Per fortuna di Giorgia Meloni c’è sempre qualcuno che assume iniziative che portano voti a destra, come quella di prevedere, in via ordinaria, che il cognome dei nuovi nati sia quello della madre, un modo per disgregare la famiglia nella sua continuità storica. Lo propone il cattolico Dario Franceschini.

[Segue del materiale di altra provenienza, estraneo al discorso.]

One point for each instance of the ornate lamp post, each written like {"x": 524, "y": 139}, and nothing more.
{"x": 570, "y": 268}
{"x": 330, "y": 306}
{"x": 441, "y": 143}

Gran movimento alla base. L’attuale maggioranza non deve tuttavia limitarsi ad una battaglia ideologica, sui valori che possono fare la differenza perché ad orientare l’elettorato sarà indubbiamente la percezione dei risultati della politica governativa. Questo è indubbiamente il punto debole perché, al di là di quello che le veline governative fanno dire a improvvisati portavoce ed a giornali compiacenti, i motivi di sofferenza sono molteplici, di carattere ideologico ed economico. Come aver dichiarato guerra alla magistratura, perché “lo voleva Berlusconi”, eliminato il reato di abuso d’ufficio, ridotto i tempi delle intercettazioni, previsto lo smantellamento delle garanzie nella gestione del pubblico denaro limitando il ruolo della Corte dei conti, tutte iniziative che la gente stenta a percepire come utili, non lascia indifferenti vasti settori dell’opinione pubblica. Nel contempo le famiglie si trovano ad affrontare difficoltà notevoli per l’aumento dei prezzi dei generi di più ampio consumo, con stipendi e pensioni che hanno perduto progressivamente il potere di acquisto. Per i salari dell’8,7% tra inflazione e scarsa produttività, i più bassi tra i paesi del G20. Mentre aumenta la pressione fiscale, impietoso dato che certifica il disagio degli italiani.

È un cocktail perverso che la maggioranza ha certamente avuto in eredità dai governi precedenti. Ma che a tratti il Centrodestra sembra non percepire e, soprattutto, non saper contrastare come se fosse priva degli strumenti di conoscenza dei fenomeni e di gestione della risposta adeguata.